One way to assess a token’s legitimacy is to check its liquidity. Legitimate projects usually have millions in liquidity. These projects lock up a significant amount of tokens for a long time — and again, they cannot be withdrawn from the liquidity pool during that time frame. Check the project’s staking period, and verify the amount of liquidity belonging to a project’s owners. Legitimate platforms like PancakeSwap and Uniswap usually have liquidity information readily available. 

Review Github, Whitepaper and Social Media Channels 

Github is the code base hub for DeFi projects, usually containing their development activities. It’s well worth keeping an eye on these, as well as a project’s social media channels including Telegram, Twitter, etc. If the project is apparently not going through any active development and is a fork of another project, it might be a bad sign.

Confirm Team Credibility

Any project that’s potentially a rug pull is defined by its owners and creators. Their relevance to the cryptocurrency space, as well as their previous involvements, track records, social media and industry history and connections must add up if they are to gain credibility. The more questions than answers about the owners and team, the more likely the project is to be a scam. 

Look at Holders and Listings on DEX Platforms

If a token has only a few token holders and isn’t actively traded on multiple platforms, it’s possible that it might be a rug pull waiting. Tools like Etherscan and CoinGecko can reveal more information about a token. 

Should You Still Invest in DeFi?

DeFi is a young industry with great potential. It offers the freedom to borrow without any restrictions on credit history. All you need to borrow is collateral. Moreover, DeFi banking is truly private, as there is no centralized authority involved in dictating terms or taking high transaction fees. However, the downside of such an unregulated space is that anyone can list an asset with no central control over it. There’s no one to tell if a project is out to scam people, and that’s where rug pulls come in. 

As with any new technology, unethical players in the crypto space will try their best to con people who have less knowledge and experience. With many new projects, prices can be inflated short-term, and sometimes it can be difficult to separate hype from reality.
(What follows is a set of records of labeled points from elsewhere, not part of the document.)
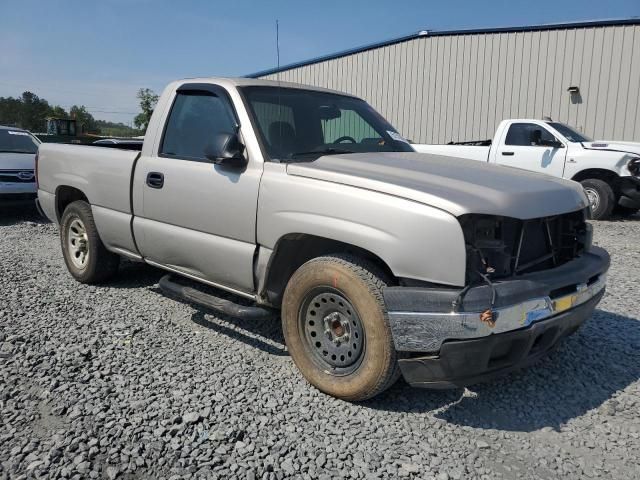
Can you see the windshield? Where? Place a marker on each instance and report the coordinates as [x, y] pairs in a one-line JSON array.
[[302, 125], [16, 141], [570, 133]]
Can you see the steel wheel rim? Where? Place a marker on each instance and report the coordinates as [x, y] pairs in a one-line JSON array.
[[332, 331], [594, 198], [78, 243]]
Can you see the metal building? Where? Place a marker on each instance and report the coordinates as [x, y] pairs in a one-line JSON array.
[[442, 86]]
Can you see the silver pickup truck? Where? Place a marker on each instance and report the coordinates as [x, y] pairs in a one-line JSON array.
[[382, 261]]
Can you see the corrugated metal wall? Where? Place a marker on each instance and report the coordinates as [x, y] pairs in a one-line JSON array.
[[442, 88]]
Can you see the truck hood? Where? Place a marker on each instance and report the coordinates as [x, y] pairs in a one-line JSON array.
[[17, 161], [625, 147], [454, 185]]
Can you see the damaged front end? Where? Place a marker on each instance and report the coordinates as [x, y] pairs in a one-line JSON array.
[[501, 247], [529, 284]]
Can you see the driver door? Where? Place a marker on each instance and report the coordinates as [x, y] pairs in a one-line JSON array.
[[198, 218], [520, 150]]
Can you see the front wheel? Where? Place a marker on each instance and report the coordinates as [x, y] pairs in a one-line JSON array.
[[336, 327], [86, 257], [601, 197]]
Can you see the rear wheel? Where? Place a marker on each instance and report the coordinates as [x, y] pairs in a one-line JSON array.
[[336, 327], [626, 211], [86, 257], [601, 197]]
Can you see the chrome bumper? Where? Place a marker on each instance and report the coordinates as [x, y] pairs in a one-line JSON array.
[[426, 331]]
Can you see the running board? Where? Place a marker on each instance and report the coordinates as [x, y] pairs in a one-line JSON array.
[[213, 302]]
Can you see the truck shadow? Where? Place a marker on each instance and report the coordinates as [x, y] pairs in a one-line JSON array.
[[265, 335], [588, 368], [14, 215]]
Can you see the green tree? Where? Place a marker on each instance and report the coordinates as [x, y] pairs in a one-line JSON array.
[[28, 111], [84, 119], [148, 100]]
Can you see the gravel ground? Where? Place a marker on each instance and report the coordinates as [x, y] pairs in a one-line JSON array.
[[118, 381]]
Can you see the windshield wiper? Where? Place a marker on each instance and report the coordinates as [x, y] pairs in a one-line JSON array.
[[320, 153]]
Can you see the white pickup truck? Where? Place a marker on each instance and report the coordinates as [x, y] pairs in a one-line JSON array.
[[608, 171]]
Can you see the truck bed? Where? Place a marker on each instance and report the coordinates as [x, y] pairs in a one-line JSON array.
[[103, 174], [471, 152]]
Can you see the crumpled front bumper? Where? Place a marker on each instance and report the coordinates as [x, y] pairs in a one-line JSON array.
[[17, 193], [447, 349], [629, 192]]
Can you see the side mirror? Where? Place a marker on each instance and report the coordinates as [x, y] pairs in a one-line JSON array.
[[226, 149], [551, 143]]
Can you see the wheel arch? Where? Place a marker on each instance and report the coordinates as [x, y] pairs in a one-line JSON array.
[[66, 194], [294, 249]]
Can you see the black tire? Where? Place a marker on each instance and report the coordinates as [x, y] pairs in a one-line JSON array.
[[78, 234], [601, 196], [351, 355]]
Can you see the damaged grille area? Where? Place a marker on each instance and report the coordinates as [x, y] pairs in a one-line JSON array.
[[500, 247]]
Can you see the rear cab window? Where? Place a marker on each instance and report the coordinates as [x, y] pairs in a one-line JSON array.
[[195, 117], [519, 134]]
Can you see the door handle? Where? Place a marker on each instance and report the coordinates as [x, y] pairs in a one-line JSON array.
[[155, 179]]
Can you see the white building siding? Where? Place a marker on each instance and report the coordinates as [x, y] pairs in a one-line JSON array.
[[457, 87]]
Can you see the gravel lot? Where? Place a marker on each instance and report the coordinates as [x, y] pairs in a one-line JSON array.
[[118, 381]]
Investing in DeFi ultimately comes down to your available funds and your risk appetite. Make sure you do proper research before investing in a project, and really understand what the project is about. Online platforms and tools like Etherscan can help you evaluate the legitimacy of investments. 

Closing Thoughts

Rug pulls are usually very well planned and blatantly executed. The tokens that have been created promise exciting developments and garner a lot of attention in a short span of time. Instead of executing token sales, however, the teams behind the hoax are orchestrating an exit scam. Investors often don’t realize it until the token is drained of all value and its creators have long disappeared.

With growing interest in crypto, the stakes are becoming increasingly high. Scam artists are constantly looking for ways to make a quick buck off of unsuspecting victims. By keeping track of common signs of exit scams and conducting due diligence on prospective projects, you can decrease the chances that their next victim will be you.